I have only three samples of Chroma-life 100 inks in the database (see ID#s 84,85,86) and none for Chroma-life 100+. ID#s 85 and 86 were printed on swellable polymer papers which are no longer on the market, and those must be the samples you looked at to conclude the Pro9000 did almost as well as the FujiDL400. However, if you look at ID# 84 which was printed on Canon Photo Paper Pro (a microporous paper recommended by Canon for this printer) the PK (photo black) ink faded severely and at much lower exposure dose. Since the PK ink is only printed by the driver at or near RGB 0,0,0 values in an image, this differential fading of PK in these selective black image areas will look like bizarre posterization as this "fade-to-red" ink behavior begins to appear in the print.

Current industry-standard test methods don't test for system Dmax fade behavior, so ratings sponsored by Canon for the Chromalife 100 ink set basically ignored this problem. Bottom line is that Chromalife 100 PK ink is not compatible with today's microporous media, and the Pro9000 is therefore not in the same league with the Fuji DL400 results.

I would guess that Canon has made improvements to the newer Chromalife 100+ inks to quietly resolve this serious issue with the PK ink, but no one has submitted it for testing to date (most AaI&A members use pigmented ink systems). Weaker PK behavior is also present to lesser degree in Epson Claria ink.
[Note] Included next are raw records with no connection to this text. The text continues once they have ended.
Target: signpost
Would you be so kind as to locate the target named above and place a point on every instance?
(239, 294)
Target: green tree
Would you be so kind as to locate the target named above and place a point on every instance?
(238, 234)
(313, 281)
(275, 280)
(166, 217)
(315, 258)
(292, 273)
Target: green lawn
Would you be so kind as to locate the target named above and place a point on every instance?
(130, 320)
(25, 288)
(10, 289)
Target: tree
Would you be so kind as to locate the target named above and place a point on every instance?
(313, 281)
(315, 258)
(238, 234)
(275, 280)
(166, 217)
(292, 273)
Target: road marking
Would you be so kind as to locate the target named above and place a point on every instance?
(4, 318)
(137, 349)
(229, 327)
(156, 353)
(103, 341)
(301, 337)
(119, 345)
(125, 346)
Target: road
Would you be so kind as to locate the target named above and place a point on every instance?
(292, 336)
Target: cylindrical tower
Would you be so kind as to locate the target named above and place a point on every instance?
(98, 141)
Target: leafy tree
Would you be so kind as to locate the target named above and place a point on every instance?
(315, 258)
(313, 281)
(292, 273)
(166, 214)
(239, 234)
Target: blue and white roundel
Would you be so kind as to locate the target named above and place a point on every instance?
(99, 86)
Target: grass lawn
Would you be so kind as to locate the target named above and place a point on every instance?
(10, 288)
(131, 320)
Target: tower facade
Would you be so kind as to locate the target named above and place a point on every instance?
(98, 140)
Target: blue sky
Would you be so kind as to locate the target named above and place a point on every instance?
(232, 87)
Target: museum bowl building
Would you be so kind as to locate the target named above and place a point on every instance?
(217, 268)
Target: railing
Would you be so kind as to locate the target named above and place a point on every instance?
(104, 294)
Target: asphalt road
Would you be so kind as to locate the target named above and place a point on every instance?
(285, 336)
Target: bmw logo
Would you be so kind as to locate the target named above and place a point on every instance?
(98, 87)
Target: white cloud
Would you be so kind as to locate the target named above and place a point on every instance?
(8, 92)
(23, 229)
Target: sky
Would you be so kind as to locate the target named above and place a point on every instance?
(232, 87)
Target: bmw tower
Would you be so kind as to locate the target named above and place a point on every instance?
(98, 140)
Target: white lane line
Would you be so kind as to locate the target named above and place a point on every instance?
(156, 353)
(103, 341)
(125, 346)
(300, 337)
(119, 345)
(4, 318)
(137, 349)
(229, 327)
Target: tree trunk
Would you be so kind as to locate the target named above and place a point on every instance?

At Dmax levels, the Claria PK holds up well due to sacrificial excess ink, but as it feathers out in dark areas like the dark skintone patch E5 of the AaI&A color test target, it becomes more prone to oxidation and this patch will thus also show somewhat more fade prone behavior compared to other patches where no PK is used at all. Today's dry lab manufacturers like Fuji appear to be using Claria dye (it may well be that Fuji actually makes Claria for Epson), so again, evidence of some residual PK issues are there in the Fuji DL400 samples as well, but nowhere near the extent of the problem as with the Chromalife 100 PK dye.

I hope to acquire the Pixma Pro-100 soon (it's being heavily discounted/rebated lately because I personally wish to see today's latest dye sets more well represented in the Aardenburg database. The Pro-100 not only uses a PK ink, it also adds two levels of photo gray inks. the PRO-100's unique dye set will therefore likely give the Pro-100 a very different fade signature than other dye-base printers on the market today.